I marvel at her ability to keep three kids fed, (mostly) clothed, home school, and somehow work several 12 hour overnight nursing shifts. I can barely work teacher's hours and occasionally eat something that didn't come from a drive through or Chipotle.

She's always had superhero like status in my mind. Someone to want to be like. Someone to tell you when you were about to make a mistake so you could go the other direction. She always let me learn from her mistakes.

So this whole home buying thing comes along. We talked it through. As much as she hated the idea that my buying a house meant I would probably stay in DC a while, she agreed that it made a lot of sense.

I remember comparing it to a missionary going off to some faraway place. Is it safe? I'm not really sure. Will it be easy? Most certainly not. Is it good? I think so. God didn't give me the skills and passion to move half way around the world to share the love of Christ. But, looking around, it seems like he did give me the passion and gifts to move across the river.

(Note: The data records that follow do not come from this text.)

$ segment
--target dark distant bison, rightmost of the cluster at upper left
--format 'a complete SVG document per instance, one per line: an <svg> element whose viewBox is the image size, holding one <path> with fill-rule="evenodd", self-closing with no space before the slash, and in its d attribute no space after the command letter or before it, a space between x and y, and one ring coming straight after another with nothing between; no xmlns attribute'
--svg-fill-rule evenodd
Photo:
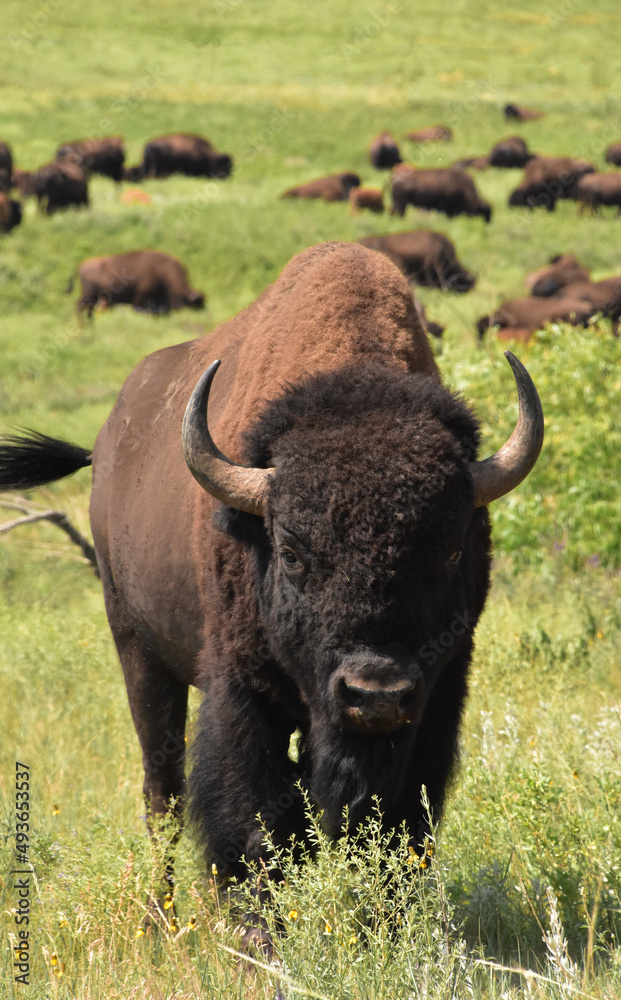
<svg viewBox="0 0 621 1000"><path fill-rule="evenodd" d="M223 179L230 177L232 169L229 154L217 153L208 139L175 132L151 139L144 147L142 163L129 167L123 176L131 181L171 174Z"/></svg>

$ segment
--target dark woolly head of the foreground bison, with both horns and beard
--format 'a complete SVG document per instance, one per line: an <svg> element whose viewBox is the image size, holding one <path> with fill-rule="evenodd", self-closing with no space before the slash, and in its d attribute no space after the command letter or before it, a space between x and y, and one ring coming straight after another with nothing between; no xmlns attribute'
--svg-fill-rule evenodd
<svg viewBox="0 0 621 1000"><path fill-rule="evenodd" d="M252 553L269 657L293 682L310 786L335 834L344 806L357 822L380 788L390 814L417 740L433 739L434 698L459 714L488 587L485 505L541 447L536 391L510 361L521 415L485 462L460 400L385 364L315 375L269 403L246 439L253 468L230 463L209 434L218 362L188 405L186 461L244 512L230 530Z"/></svg>

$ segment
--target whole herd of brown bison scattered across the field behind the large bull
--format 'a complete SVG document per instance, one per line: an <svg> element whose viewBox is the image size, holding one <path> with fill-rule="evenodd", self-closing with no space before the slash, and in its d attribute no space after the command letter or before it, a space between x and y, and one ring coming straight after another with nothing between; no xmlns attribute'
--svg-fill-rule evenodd
<svg viewBox="0 0 621 1000"><path fill-rule="evenodd" d="M530 121L541 117L532 108L507 104L504 116L510 121ZM452 130L444 125L407 132L405 140L414 144L450 142ZM486 154L462 158L452 166L421 167L404 162L397 140L389 131L380 132L368 146L368 159L376 170L390 171L384 189L367 187L361 176L346 170L304 181L282 192L286 199L348 202L350 212L382 213L385 196L391 197L391 213L402 218L409 206L441 212L449 218L479 216L489 223L492 205L484 200L469 170L504 168L524 170L522 181L509 195L511 208L544 208L554 211L559 199L573 199L579 211L595 214L602 207L616 207L621 213L621 173L598 173L588 160L550 157L532 152L519 135L496 142ZM621 142L613 142L605 159L621 166ZM0 232L8 233L22 220L22 204L12 197L36 198L44 215L70 206L88 206L88 181L100 174L117 184L166 178L172 174L225 179L231 176L233 159L218 152L208 139L194 134L171 133L151 139L144 146L141 162L127 167L121 136L65 142L56 157L38 170L14 166L11 150L0 142ZM151 197L139 188L126 191L123 204L150 204ZM441 233L421 229L410 232L368 236L360 242L389 257L408 281L418 285L463 293L474 287L475 277L458 260L455 247ZM172 309L204 307L205 296L188 283L184 265L169 254L154 250L93 257L79 268L82 286L77 302L79 313L91 317L95 308L125 303L139 311L166 313ZM531 276L532 277L532 276ZM609 278L592 282L589 272L571 254L554 258L527 287L531 296L505 302L481 317L477 333L481 338L490 326L499 327L500 339L527 340L548 320L586 323L596 313L612 320L617 334L621 316L618 284ZM543 301L547 299L548 301ZM420 307L419 307L420 308ZM421 312L427 331L435 336L443 327Z"/></svg>

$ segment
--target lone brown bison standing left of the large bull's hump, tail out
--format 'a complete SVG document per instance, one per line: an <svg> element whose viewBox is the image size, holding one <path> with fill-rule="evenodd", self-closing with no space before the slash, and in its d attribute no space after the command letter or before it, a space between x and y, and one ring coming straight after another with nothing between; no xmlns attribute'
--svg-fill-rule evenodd
<svg viewBox="0 0 621 1000"><path fill-rule="evenodd" d="M205 296L188 284L181 261L159 250L132 250L109 257L89 257L80 264L82 295L78 313L95 306L131 305L139 312L167 313L171 309L203 309Z"/></svg>

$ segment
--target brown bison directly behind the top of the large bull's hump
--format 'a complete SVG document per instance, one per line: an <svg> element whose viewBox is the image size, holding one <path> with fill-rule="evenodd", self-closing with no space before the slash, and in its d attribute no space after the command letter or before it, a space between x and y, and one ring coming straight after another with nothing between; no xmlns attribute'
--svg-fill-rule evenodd
<svg viewBox="0 0 621 1000"><path fill-rule="evenodd" d="M453 243L443 233L416 229L411 233L365 236L360 242L370 250L386 254L408 281L417 285L451 292L474 288L474 275L459 262Z"/></svg>

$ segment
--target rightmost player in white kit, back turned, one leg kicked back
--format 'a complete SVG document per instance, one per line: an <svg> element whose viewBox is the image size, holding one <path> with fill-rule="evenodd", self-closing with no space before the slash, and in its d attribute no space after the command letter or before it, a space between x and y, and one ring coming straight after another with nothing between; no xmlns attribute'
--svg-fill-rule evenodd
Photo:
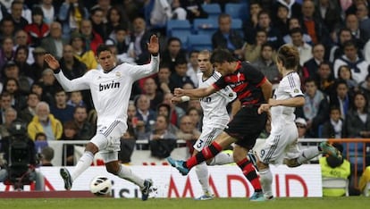
<svg viewBox="0 0 370 209"><path fill-rule="evenodd" d="M282 80L268 104L261 104L258 108L258 113L271 111L272 120L271 134L257 154L257 168L264 191L264 196L258 199L260 201L273 198L273 174L269 169L270 163L284 163L289 167L297 167L320 153L341 157L341 152L327 142L322 142L317 147L299 150L294 111L295 107L305 104L305 98L300 90L297 72L298 49L291 45L281 46L276 56L276 65L282 73Z"/></svg>

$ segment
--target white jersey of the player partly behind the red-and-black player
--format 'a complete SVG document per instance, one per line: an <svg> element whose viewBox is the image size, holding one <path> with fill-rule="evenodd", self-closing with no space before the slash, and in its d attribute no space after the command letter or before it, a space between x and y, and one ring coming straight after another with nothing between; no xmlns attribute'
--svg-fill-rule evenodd
<svg viewBox="0 0 370 209"><path fill-rule="evenodd" d="M212 76L206 80L203 79L203 73L198 73L199 88L207 88L220 79L221 74L214 71ZM224 129L229 122L229 113L226 105L236 98L236 93L230 87L223 88L210 96L200 98L200 105L203 109L203 125L213 128Z"/></svg>

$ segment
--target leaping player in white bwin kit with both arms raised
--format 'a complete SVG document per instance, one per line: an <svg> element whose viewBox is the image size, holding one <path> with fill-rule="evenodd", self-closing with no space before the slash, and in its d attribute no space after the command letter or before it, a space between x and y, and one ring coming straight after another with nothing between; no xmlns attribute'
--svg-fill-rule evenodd
<svg viewBox="0 0 370 209"><path fill-rule="evenodd" d="M71 189L73 180L76 180L83 171L86 171L93 162L94 155L100 152L106 171L129 180L141 189L141 199L147 200L152 180L143 180L134 174L129 167L118 162L120 138L127 130L127 108L130 100L132 83L156 73L159 69L159 43L153 35L147 43L147 51L152 54L150 63L131 65L122 63L117 65L113 52L108 46L97 48L97 59L102 70L91 70L77 79L67 79L60 69L60 64L51 54L45 55L45 61L55 72L55 78L66 91L90 89L94 106L97 110L97 133L88 142L85 153L80 157L74 170L66 168L60 170L64 180L64 188Z"/></svg>

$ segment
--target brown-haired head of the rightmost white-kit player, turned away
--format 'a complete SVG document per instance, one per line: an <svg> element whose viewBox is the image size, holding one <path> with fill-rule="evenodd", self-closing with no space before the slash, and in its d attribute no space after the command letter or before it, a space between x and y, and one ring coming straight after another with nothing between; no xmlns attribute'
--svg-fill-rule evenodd
<svg viewBox="0 0 370 209"><path fill-rule="evenodd" d="M292 45L283 45L279 48L276 56L276 64L279 71L282 69L297 71L299 65L299 51Z"/></svg>

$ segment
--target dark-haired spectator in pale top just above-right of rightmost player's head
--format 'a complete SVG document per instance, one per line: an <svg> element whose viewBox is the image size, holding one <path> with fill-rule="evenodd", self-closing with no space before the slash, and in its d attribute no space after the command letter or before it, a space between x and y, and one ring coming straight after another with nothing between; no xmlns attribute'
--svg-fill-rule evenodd
<svg viewBox="0 0 370 209"><path fill-rule="evenodd" d="M303 40L303 31L300 28L290 29L291 43L299 49L299 65L303 66L312 58L312 47Z"/></svg>

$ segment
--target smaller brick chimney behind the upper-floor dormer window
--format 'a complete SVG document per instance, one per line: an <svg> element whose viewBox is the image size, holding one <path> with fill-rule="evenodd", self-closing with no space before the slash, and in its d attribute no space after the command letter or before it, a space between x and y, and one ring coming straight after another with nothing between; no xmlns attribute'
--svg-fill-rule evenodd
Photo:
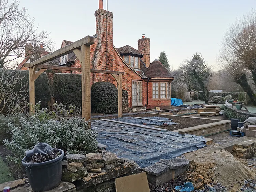
<svg viewBox="0 0 256 192"><path fill-rule="evenodd" d="M143 53L141 60L145 63L146 67L150 65L150 38L145 38L145 35L142 35L142 38L138 40L138 50Z"/></svg>

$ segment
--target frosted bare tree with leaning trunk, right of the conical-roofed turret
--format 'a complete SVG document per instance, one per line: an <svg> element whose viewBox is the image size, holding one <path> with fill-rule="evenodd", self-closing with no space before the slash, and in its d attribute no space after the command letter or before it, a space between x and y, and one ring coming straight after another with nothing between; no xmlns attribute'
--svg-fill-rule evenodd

When we started talking about it that way, it made perfect sense. Maybe not in a worldly sense, but most good things don't make sense that way. It made sense in that heavenly minded way. It made sense in a look back and marvel at God's kindness kind of way.

So my sister started a housewarming party. Well a digital far away using facebook kind of housewarming party. She also didn't tell me about it! So after one exhausting day at work where it seemed like no one had heard any thing I had said all day and there was just a little more toil than fruitful work in my day, I came home to a few cards from dear sweet friends from my childhood. They included gift cards and sweet encouragements and recollections of God's faithfulness.

And now, after a couple weeks of not posting, I can come before you all praising God for his kindness to me in the form of my dearest friend. My sister.